My car never even made it into the garage today!

However, both Brian and Tim took a look at both the back and under the car to figure out what would work best for a "sunken" battery box. Brian has an old equipment case, which would make a fantastic battery box, it just needs to get cut down to size.

After discussion, I think we can fit seven batteries in a rear box - 5 across, then two more turned 90 degrees. Something similar to this.

By then cramming two more in the radiator position, that only leaves one more battery to find a location for! I think that one may end up in the engine compartment over the top of the motor.

Besides shifting the battery weight forward, this will also free up the trunk space! That's right, I will actually have some cargo space and a back seat when I am all done!

I also got "volunteered" to tow Swee's Trike back to his house. (That's what I get for owning a pickup truck....)

I figured I would have to tow the trike to his place, and then come back to Tom's, hitch up the Metro, and then drag it home. Unneeded doubling back and extra driving.

Swee suggested that he could drive my truck and I could just follow in the Metro. Wait a minute! I actually could! His house was only about 10 miles away, and didn't require going on the freeway!

We hitched the trike to the truck and headed off the Swee's house. I followed in the Metro. It felt very strange to be driving my EV someplace other than my hometown or just around the block at Tom's. We went across town, and I had no trouble at all blending in and keeping up with traffic.

I saw several other drivers and people on the sidewalk look at the unusual configuration of an S-10 pulling a three-wheeled ATV, yet nobody noticed my "stealth" EV at all. Just another compact car.....don't look at me....

At Swee's, we put the trike in his garage and hooked up my car. I wish I had my camera in the Metro while going to Swee's. It was quite a sight. Here's a photo of the trike behind my truck at Swee's driveway.


Across the street, there was a black Geo Metro parked there.

You know you are an Ecomodder when.....You notice that the Metro is an LSI, so it has 4 cylinders - a negative because it's not as efficient as the 3-cylinder, yet you still want it because it has a manual transmission, and you know the 4-cylinder moves the transmission over so you can install a longer electric drive motor in place of the engine!

PS - I also dragged my three forklift motors down there at Doax's request, so he could see if one would work for the EcoRider project.

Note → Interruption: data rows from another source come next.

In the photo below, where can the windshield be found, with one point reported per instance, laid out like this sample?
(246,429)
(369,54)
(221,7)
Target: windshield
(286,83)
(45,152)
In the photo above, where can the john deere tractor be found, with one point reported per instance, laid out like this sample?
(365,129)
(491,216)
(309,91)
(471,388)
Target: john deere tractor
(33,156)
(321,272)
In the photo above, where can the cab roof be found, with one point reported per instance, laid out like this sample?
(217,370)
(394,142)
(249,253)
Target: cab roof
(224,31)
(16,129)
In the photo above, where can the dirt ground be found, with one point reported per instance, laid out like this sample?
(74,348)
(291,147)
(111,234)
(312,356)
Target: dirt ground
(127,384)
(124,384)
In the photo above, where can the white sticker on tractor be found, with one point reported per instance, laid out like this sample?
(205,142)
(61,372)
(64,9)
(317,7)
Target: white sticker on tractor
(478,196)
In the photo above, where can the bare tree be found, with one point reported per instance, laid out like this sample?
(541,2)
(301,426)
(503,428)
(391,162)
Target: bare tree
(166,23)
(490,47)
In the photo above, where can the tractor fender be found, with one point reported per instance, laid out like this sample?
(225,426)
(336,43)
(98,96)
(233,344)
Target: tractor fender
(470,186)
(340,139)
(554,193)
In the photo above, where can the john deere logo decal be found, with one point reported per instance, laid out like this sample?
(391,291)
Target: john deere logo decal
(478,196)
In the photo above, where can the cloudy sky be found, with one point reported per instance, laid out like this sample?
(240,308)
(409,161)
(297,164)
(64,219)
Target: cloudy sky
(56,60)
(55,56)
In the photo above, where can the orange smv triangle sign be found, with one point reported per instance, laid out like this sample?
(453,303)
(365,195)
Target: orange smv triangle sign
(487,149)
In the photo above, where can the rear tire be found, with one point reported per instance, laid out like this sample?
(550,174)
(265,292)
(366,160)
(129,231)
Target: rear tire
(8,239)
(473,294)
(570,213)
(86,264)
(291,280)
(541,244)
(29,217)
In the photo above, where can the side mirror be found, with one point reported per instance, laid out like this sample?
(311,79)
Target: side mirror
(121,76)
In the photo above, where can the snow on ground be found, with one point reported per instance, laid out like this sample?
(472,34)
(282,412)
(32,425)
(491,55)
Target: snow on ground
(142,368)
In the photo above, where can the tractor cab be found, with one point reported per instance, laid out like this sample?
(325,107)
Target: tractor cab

The SMALLEST motor was about the right size, but was a pump motor, so it doesn't have a proper drive-shaft. Doax declined to accept the motor on the basis that Tom G. could dig something else up. Grrr. - those motors are heavy and hard to drag down there. I will have to build something cool with one of those motors just to spite Tim.

I will still need to mow my lawn this summer, and figure a way to do it without gasoline. So, maybe I will let Tim build his mower, and then steal his design.